About 450 positions across Optus will disappear next week as the telco strives to lift its competitiveness in a "changing" telecommunications industry, an e-mail from chief executive Paul O'Sullivan informed staff today.
In an e-mail titled "Staying competitive", a copy of which was obtained by Computerworld, O'Sullivan said a "combination of permanent and contract positions as well as vacancies that won't be replaced" will be cropped across the entire business.
"We are finalizing the actual number of jobs that are likely to be directly impacted and expect this to be around 200," O'Sullivan wrote. "We will be striving to keep this number to the absolute minimum."
Optus' total headcount is about 10,000 and the company will speak with each of the individuals affected to discuss their situations and any alternative employment opportunities, according to O'Sullivan; however redundancies "will not be voluntary".
"They will result from areas where we have decided to streamline management or alter our operational costs," he wrote. "We will engage an external provider for counselling and career services to support the best personal outcome for those people impacted."
While "the size of these changes can't be summed up in one e-mail" O'Sullivan will explain over the next three months how management plans to restructure the business.
O'Sullivan cited mobile caps, corporate price erosion, and the reduction in mobile termination rates (VoIP) as all "removing value from the telco market at a rate of several hundred million dollars per year".
At the same time, O'Sullivan believes new growth products like broadband, 3G and IP services will take "some years to offset this decline".
"So we have a challenge and an opportunity," he wrote. "On the one hand we are experiencing a decline in both revenues and growth across many major sales areas.

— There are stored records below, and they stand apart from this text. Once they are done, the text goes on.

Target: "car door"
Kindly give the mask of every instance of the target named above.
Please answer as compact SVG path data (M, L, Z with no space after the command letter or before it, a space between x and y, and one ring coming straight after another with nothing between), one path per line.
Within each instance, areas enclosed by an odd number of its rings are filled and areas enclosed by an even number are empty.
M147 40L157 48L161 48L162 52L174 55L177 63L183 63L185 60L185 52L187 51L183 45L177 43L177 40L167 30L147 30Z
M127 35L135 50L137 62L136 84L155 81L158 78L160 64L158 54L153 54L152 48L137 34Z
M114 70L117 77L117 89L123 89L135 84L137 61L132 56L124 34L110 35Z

On the other hand we have growth areas for the future which are backed by sizeable ongoing investment - we are investing almost a billion dollars this year alone!"

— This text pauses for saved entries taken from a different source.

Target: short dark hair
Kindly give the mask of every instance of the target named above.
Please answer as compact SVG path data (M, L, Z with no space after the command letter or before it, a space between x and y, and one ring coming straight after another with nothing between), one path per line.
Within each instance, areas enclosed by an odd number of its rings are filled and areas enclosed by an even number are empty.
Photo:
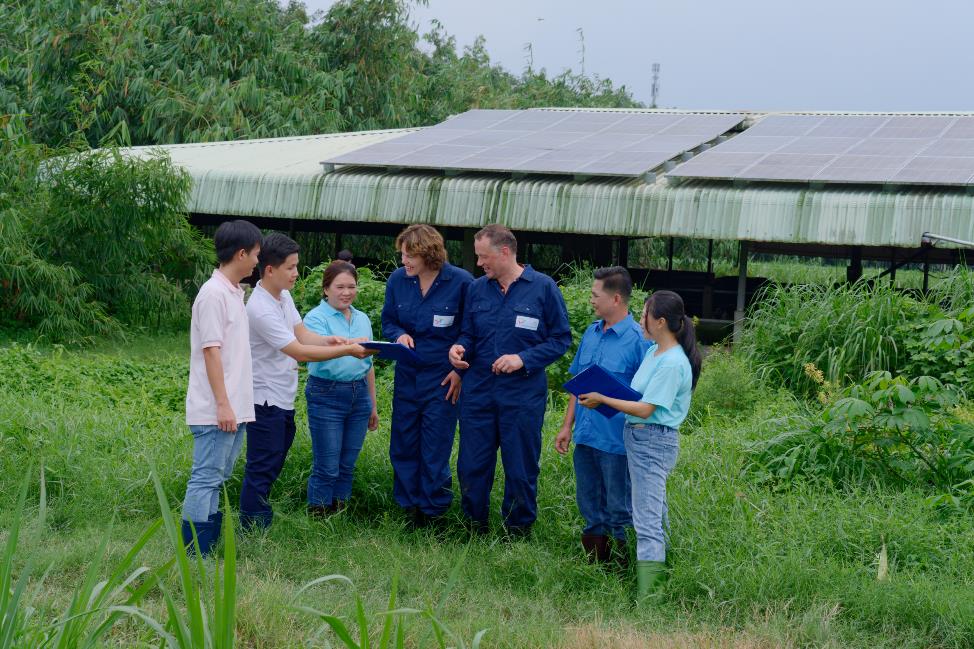
M344 250L339 250L338 254L335 257L339 261L348 261L348 262L351 262L353 259L355 259L355 255L353 255L352 251L349 250L348 248L345 248Z
M277 268L300 250L301 246L291 237L280 232L271 232L260 242L260 254L257 255L260 276L264 276L268 266Z
M477 241L487 237L490 241L490 245L494 246L498 250L507 246L511 250L512 255L517 254L517 239L514 237L514 233L506 225L501 225L500 223L491 223L490 225L485 225L480 229L477 234L473 235L473 238Z
M224 221L213 234L216 258L221 264L233 261L241 250L250 252L261 242L260 229L248 221Z
M610 293L618 293L624 302L632 297L632 277L622 266L596 268L595 279L602 280L602 288Z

O'Sullivan also took the opportunity to remind his staff that all communications companies in Australia "reflect these challenging times" with AAPT for sale and Telstra's share price falling from more than $5 to $3.80 in "just nine months", and "almost all players are reporting profit falls".
Optus has been working on a "turnaround" plan, which O'Sullivan anticipates will return the company to growth over the next few years.
The four-fold turnaround plan aims to reduce management layers, refocus on being the "leading challenger" to maximize market share, cost reduction through investment in automation via the Web or through speech technology, and slashing red tape by "reducing meetings; eradicating unnecessary forms and approvals; and re-empowering managers to operate within their quarterly budgets for [operating expenditure] and headcount".
O'Sullivan also signalled more outsourcing in a "few areas where Optus adds little differentiation and we can save considerable cost".
"We have existing customer service functions in India, which are working well and we plan to increase these," he wrote.
To minimize the number of redundancies, Optus has also reviewed its procurement strategy and areas of "discretionary expenditure", like travel and entertainment, to limit costs.
A briefing on the turnaround plan will be given to the senior management group on Friday March 24.
An Optus spokesperson has confirmed with Computerworld that the e-mail was sent.